Time Management-Part 4

Part Four: Visitory and Deligation of Authority

Part four in our series on time management deals with two important issues, visitors and delegation of authority. These are two problems that young managers have a tough time with, although they are easily solved once you have organized. First, on the topic of visitors:

1. You must control your territory. Your office must be your turf and you must establish some rules. One of the most important tools you can use is the “door”. I have always believed in an open door policy, but that also includes a “closed door” policy!!! I had one simple rule, ” when the door was closed “DO NOT DISTURB”. When it was open, ANYONE was free to walk in. It’s that simple. When I am working on a project, I simply close the door. When I have time I open it.

2. If people use your office as a lounge, REMOVE THE CHAIRS. If their is no place to sit and lounge people won’t do it.

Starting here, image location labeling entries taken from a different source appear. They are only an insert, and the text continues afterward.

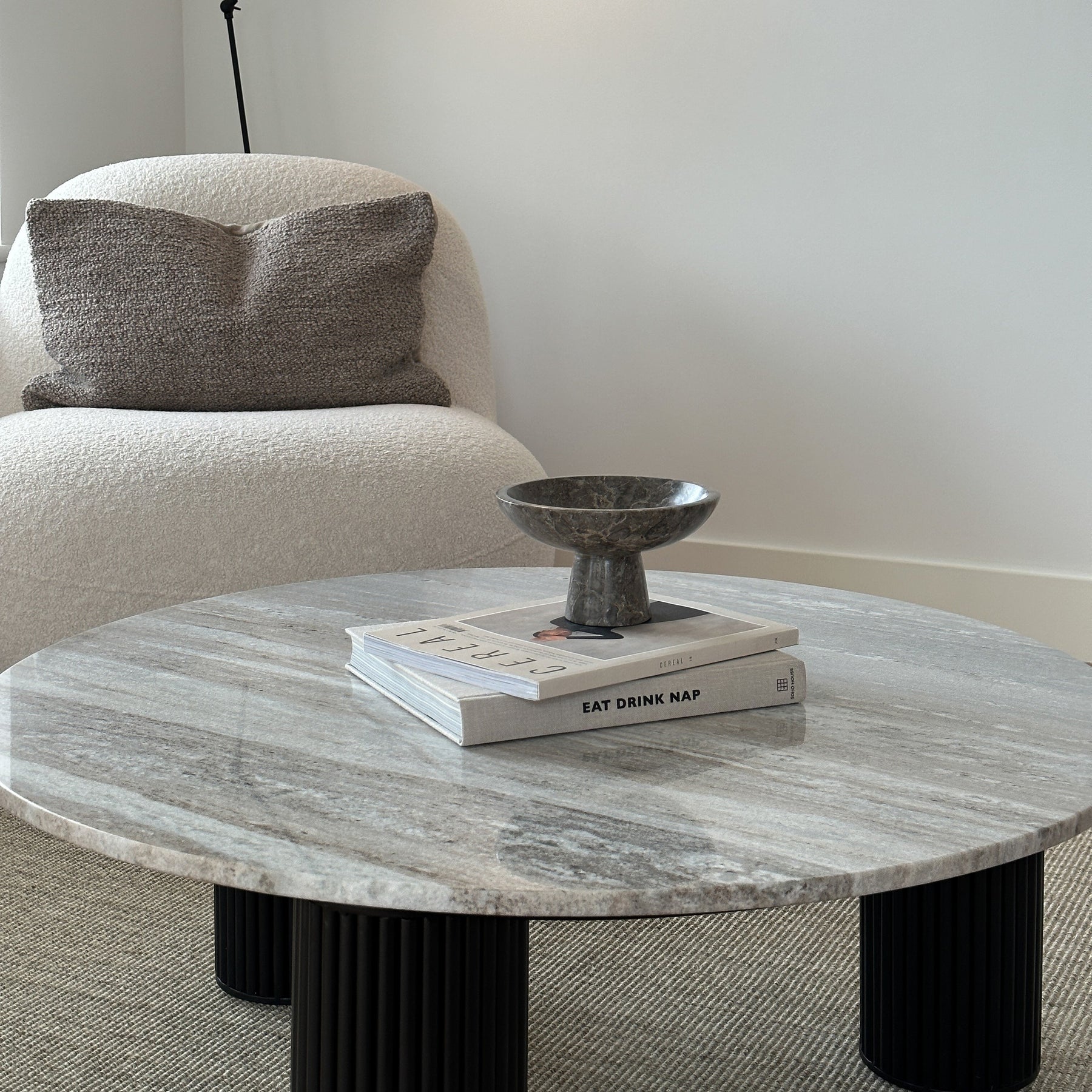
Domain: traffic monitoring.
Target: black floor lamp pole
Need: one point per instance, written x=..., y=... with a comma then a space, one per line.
x=229, y=8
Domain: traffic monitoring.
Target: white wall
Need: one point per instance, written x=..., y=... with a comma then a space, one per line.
x=832, y=258
x=84, y=83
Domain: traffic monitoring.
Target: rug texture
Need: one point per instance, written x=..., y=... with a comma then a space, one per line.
x=106, y=985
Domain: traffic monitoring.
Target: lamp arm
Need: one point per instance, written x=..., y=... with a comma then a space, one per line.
x=229, y=8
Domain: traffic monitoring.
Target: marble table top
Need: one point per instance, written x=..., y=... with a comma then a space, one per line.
x=225, y=741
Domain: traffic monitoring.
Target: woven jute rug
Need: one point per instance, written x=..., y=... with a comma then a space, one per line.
x=106, y=985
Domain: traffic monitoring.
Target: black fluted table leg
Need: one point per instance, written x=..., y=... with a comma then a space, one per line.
x=393, y=1002
x=951, y=981
x=254, y=945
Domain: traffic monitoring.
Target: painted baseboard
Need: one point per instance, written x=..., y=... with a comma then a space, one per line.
x=1051, y=608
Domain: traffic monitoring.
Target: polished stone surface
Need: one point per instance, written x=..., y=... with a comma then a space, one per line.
x=225, y=741
x=607, y=521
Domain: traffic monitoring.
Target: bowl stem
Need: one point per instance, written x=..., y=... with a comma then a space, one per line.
x=607, y=591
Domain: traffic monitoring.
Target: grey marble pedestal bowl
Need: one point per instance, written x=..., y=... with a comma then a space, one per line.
x=607, y=522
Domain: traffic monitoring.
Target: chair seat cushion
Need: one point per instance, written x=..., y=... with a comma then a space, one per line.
x=109, y=513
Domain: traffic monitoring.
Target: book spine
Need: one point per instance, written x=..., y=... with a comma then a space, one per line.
x=757, y=682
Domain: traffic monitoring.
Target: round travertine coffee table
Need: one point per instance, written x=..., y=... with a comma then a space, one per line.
x=933, y=763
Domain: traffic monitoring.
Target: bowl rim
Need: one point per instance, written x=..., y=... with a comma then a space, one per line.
x=710, y=495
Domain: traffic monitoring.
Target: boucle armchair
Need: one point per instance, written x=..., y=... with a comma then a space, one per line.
x=109, y=513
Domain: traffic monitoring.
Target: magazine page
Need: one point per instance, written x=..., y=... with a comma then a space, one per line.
x=533, y=644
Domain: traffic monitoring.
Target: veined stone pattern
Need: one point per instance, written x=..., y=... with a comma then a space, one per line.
x=224, y=741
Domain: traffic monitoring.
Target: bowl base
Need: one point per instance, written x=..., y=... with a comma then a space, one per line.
x=607, y=591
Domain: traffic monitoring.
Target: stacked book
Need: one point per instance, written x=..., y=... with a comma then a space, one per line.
x=525, y=671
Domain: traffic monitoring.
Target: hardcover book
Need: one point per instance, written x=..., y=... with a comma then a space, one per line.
x=532, y=651
x=471, y=715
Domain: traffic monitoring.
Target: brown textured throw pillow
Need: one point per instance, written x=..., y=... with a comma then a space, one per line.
x=151, y=309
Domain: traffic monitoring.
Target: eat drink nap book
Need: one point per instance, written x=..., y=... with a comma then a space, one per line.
x=532, y=651
x=471, y=715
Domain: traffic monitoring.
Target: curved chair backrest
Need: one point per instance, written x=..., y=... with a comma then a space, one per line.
x=243, y=189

3. If an unwanted visitor enters your office and you can’t get them out, simply Stand UP and LEAVE. I used this very effectively when I was extremely busy and got an unwanted guest. You won’t have to do this very often before they figure it out.

4. Hold regular “Key Personnel Meetings”. By doing this you avoid those many interruptions that come from just bringing everyone up to speed on the latest developments.

5. Brief your staff in very short EIGHT minute meetings. The purpose is to answer the one question that will be asked 100 times a day, “WHAT’S GOING ON?”

On the subject of delegation:

1. Remember, delegation is good management. Often young managers fear delegation and always want to “do it themselves”. What you will quickly discover is that this is impossible. When faced with a task, the good manager always asks, “Why Me?” and then selects the best person for the job. Once that person is assigned the task, always communicate expectations clearly, set goals, set deadlines (written) and walk away. And the good manager always gives credit when the job is done correctly and well.

2. Watch out for “Reverse” Delegation. Managers are victims of this problem more than any other, unless you are conscious of what and why it happens. When an employee brings a task to you because they “just don’t know how to do it” and you perform the task, you’ve just been suckered into reverse delegation. When this happens, show them how to do it, answer their questions, and tell them, “You’ll never learn unless you do it!”

3. Remember DBMP (don’t bring me problems), BMS (bring me solutions). Always ask for their solutions to the problem. Then assign them to follow up and solve the problem themselves.

4. One of the hardest things for young managers to realize is NO ONE IS INDISPENSABLE, not even YOU!